Concerns are increasing that mortgage lending institutions will soon start taking a tougher stance on mortgage defaulters leading to an increase in the number of properties repossessed.
Data recently released by the CML showed a 7% decrease in repossessions during the first six months of this year, compared to the comparable period last year.
In the second quarter of 2011, 9,000 homes were repossessed, 100 less than in Q1. In the first six months of 2010, there were a total of 19,500 repossessions.
However, the MD of xit2, Mark Blackwell, said contractor mortgage arrears and resultant repossessions are like an iceberg waiting to strike the market and there is trouble brewing below the surface.
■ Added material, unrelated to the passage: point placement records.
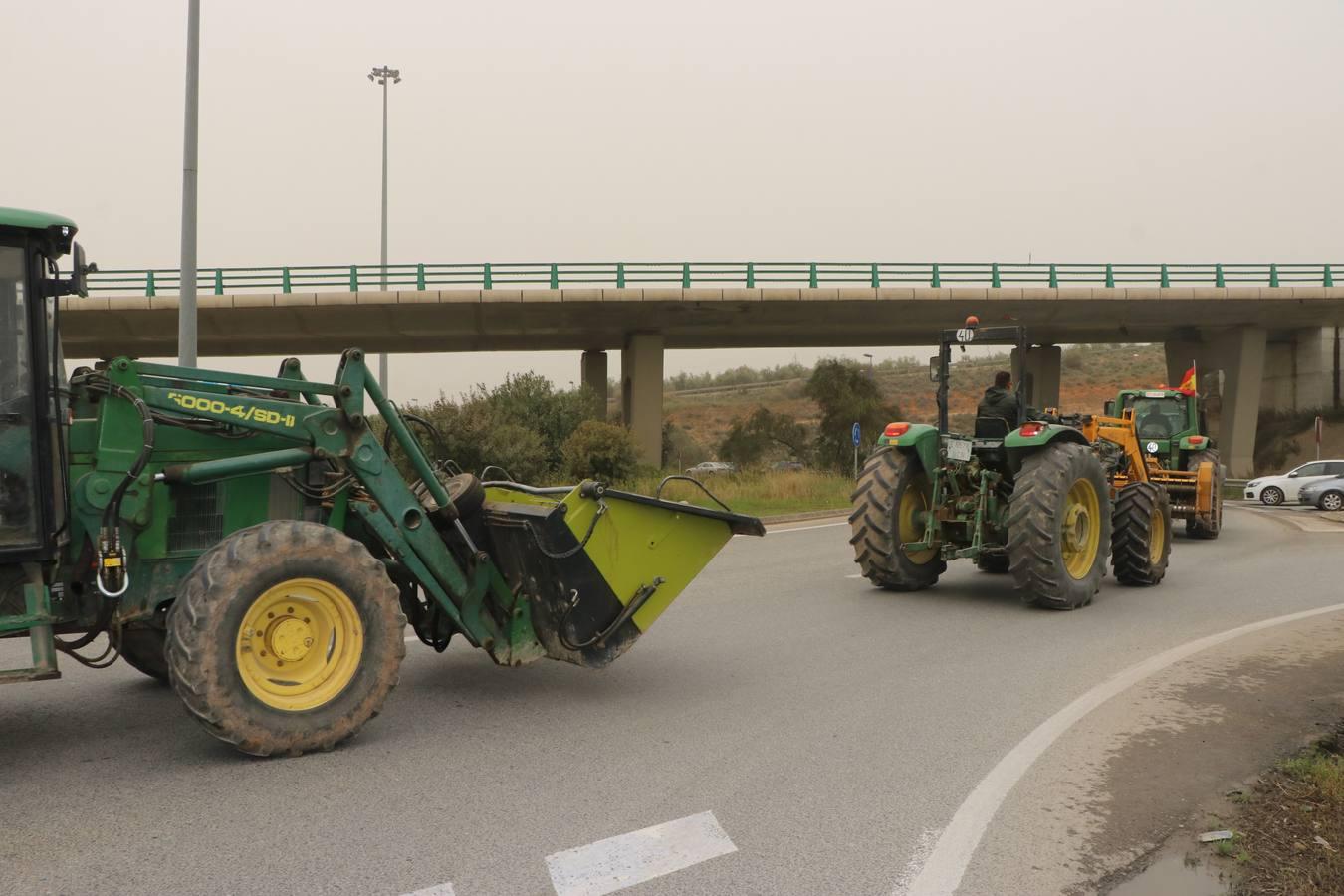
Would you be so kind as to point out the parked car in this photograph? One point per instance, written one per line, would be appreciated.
(711, 468)
(1327, 495)
(1275, 489)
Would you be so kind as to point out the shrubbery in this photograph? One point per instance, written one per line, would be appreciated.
(599, 450)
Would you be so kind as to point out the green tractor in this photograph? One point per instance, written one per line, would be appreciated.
(1174, 431)
(250, 541)
(1033, 499)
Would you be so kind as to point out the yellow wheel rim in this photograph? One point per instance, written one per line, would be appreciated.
(910, 519)
(1081, 528)
(1158, 535)
(300, 645)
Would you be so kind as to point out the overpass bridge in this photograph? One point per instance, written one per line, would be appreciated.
(1271, 331)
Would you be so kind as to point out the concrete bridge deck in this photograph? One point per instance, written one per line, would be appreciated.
(1267, 345)
(476, 320)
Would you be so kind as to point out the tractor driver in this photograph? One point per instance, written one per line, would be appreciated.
(999, 400)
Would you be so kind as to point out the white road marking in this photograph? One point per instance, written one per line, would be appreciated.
(941, 872)
(803, 528)
(924, 848)
(437, 889)
(622, 861)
Lenders are reaching breaking point and can no longer continue forbearance when a borrower has no hope of paying off mortgage arrears. He went on to say that there has been a considerable increase in repossessions from one mortgage lender after it changed its rules on forbearance.
The CML has estimated there will be 45,000 repossessions in 2012, a figure Blackwell says is conservative.
Chris Garner, a director of Obligo.co.uk said repossession rates have been kept artificially low as lenders have extended tolerance to late payers. However, this situation cannot continue indefinitely and once lenders alter their approach to forbearance, thousands of households could find the rug pulled out from under them.
CML data also showed that 78,500 people were in arrears of between 1.5% and 2.5% of their outstanding mortgage balance in Q2 this year, an increase of 700 on Q1. But there was a decrease of 2,200 in the number of people with arrears in excess of 2.5%.